Gosh, no. That sounds super hard. Three whole public keys?
>What about all the other little distros?
Give the end user an easy way to add their keys and I'm happy.
>And the CA model will definitely not work
You seem to be missing the point. This IS the CA model.
Basically, yeah - it'd remove much of the legal incentive for Microsoft to sign other operating systems, and it'd fuck over the smaller distributions as a result.
I don't think anybody's happy with Microsoft being the effective industry CA here (Microsoft certainly aren't), but nobody else has shown any real interest in taking responsibility for doing it.
That's the impression I got when I first heard of UEFI and decided to look at the specs/features, and it's the impression I had again when I read this article: A horrible mess of complexity that introduces even more bugs while trying to solve a very simple problem, and somehow the author is trying to justify it by enumerating some theoretical "problems" of legacy BIOS that I don't think really existed. Here are some rebuttals to pieces from the article...
which is that there’s no reliable convention for where the first partition should begin, so it’s difficult to be sure there’ll be enough space.
The MBR layout has been pretty much standardised, even if not officially - just look at the partition entries in it.
The only way to do this, in the BIOS/MBR world, is for the bootloaders to handle it; but there’s no widely accepted convention for the right way to do this.
It doesn't matter, you just have to figure out what each OS's bootloaders do, and whether you can chain them (most of them do.)
another advantage of UEFI booting: it provides a standard way for booting from, for instance, a remote server.
PXE does this and it's been in traditional BIOSes for a long time...
There’s no mechanism for levels above the firmware to configure the firmware’s boot behaviour.
I'd consider that a good thing.
Hopefully it’s clear why this is a better design: instead of having to write bootloader code to the ‘magic’ space at the start of an MBR disk, operating systems and so on can just create, format and mount partitions in a widely understood format and put bootloader code and anything else that they might want the firmware to read there.
The firmware shouldn't need to incorporate a filesystem driver, because that is a higher-level functionality. Its job should just be to initialise the hardware, boot from a disk/network/etc., and get out of the way. In this regard, the traditional and very elegantly simple "read the first 512 bytes from the selected boot device (it need not be a disk, PXE does this) into memory at 7c00h and jump to it" is probably the best way to do it.

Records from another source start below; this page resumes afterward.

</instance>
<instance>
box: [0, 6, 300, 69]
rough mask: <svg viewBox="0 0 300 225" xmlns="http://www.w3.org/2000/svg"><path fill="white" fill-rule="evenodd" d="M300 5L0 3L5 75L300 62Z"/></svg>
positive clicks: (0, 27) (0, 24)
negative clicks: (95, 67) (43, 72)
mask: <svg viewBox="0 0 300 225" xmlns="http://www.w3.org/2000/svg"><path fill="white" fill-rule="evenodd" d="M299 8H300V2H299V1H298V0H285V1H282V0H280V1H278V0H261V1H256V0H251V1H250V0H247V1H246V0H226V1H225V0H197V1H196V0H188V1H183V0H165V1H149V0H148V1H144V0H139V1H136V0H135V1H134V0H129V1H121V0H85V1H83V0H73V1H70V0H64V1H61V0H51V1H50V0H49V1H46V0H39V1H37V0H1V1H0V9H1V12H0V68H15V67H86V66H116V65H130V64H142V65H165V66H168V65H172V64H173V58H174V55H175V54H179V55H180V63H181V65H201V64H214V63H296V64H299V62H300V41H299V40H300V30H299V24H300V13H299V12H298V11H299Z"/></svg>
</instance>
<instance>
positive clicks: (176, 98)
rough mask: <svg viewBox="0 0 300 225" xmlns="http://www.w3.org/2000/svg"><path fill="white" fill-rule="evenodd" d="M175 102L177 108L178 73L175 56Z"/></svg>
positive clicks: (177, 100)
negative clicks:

“Any firmware is crap code”. Usually pretty accurate.
Ironic, since with UEFI there's plenty more code to go wrong than there is with traditional BIOS. I agree with Linus Torvalds' opinion of it:
The UEFI world seems to be very clubby. I suspect its arcaneness and the lucrative nature of working in it contributes to this.
I've seen this patronizing straw man "you don't know the spec like I do" from a few other UEFI blog posts, too.
Referring to UEFI as the "BIOS" is incorrect but is used commonly in the "IT World" (along with loads of other incorrect stuff...). The BIOS is understood as the thing where you configure basic hardware settings. I don't know if we're going to win that battle.
The Windows equivalent of efibootmgr is bcdedit. It isn't well documented.
In general, I think if you have the option to use UEFI and GPT they are better than the alternatives. I disable Secure Boot when installing Linux but I haven't installed it alongside Win 8 yet.
The "you have to be in UEFI mode to install an UEFI-bootable OS" is an important point.